Dans cette lutte, pour ne pas tomber, les batailles pour le retour à une retraite à 60 ans semblent parfaitement ridicules. A gauche, les plus sensés le savent bien, mais ils n’osent pas le dire à leurs électeurs. Chez les écolos on fait semblant d’y croire (ou, plus grave, on y croit dur comme fer !), mais une responsable de ce parti à tout de même émis dernièrement un avis discordant… A droite, on ne sait plus trop à quel saint se vouer tant on est surpris par l’ampleur de la catastrophe (et tétanisé par les perspectives électorales) !...
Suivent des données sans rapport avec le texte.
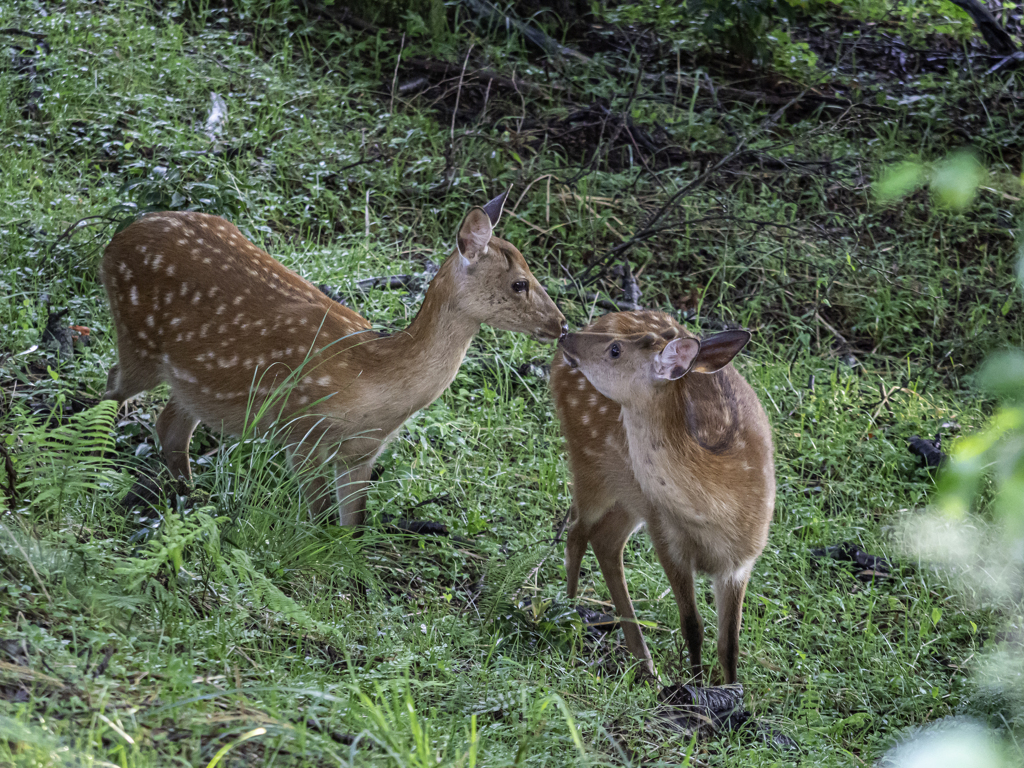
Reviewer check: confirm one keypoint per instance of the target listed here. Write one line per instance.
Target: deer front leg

L’urgentissime pour le citoyen de base est de se rendre compte que le monde « a changé de base ». Ce que les anciens tiers-mondistes appelaient de leurs vœux est enfin arrivé, mais pas de la façon dont ils l'avaient espéré. Ces changements ne sont pas maléfiques en eux-mêmes et ils ne font que réparer des injustices, mais ils se font avec fracas, surtout pour ceux qui ont quelque chose à y perdre : les occidentaux, USA en tête.

Nous quittons l’ère du leadership occidental –américain - en particulier et l’avenir est incertain. Il est fort possible que ceux qui ont tant vilipendés l’impérialisme américain, souvent pour de bonnes raisons mais aussi avec beaucoup de mauvaise foi, finiront par le regretter.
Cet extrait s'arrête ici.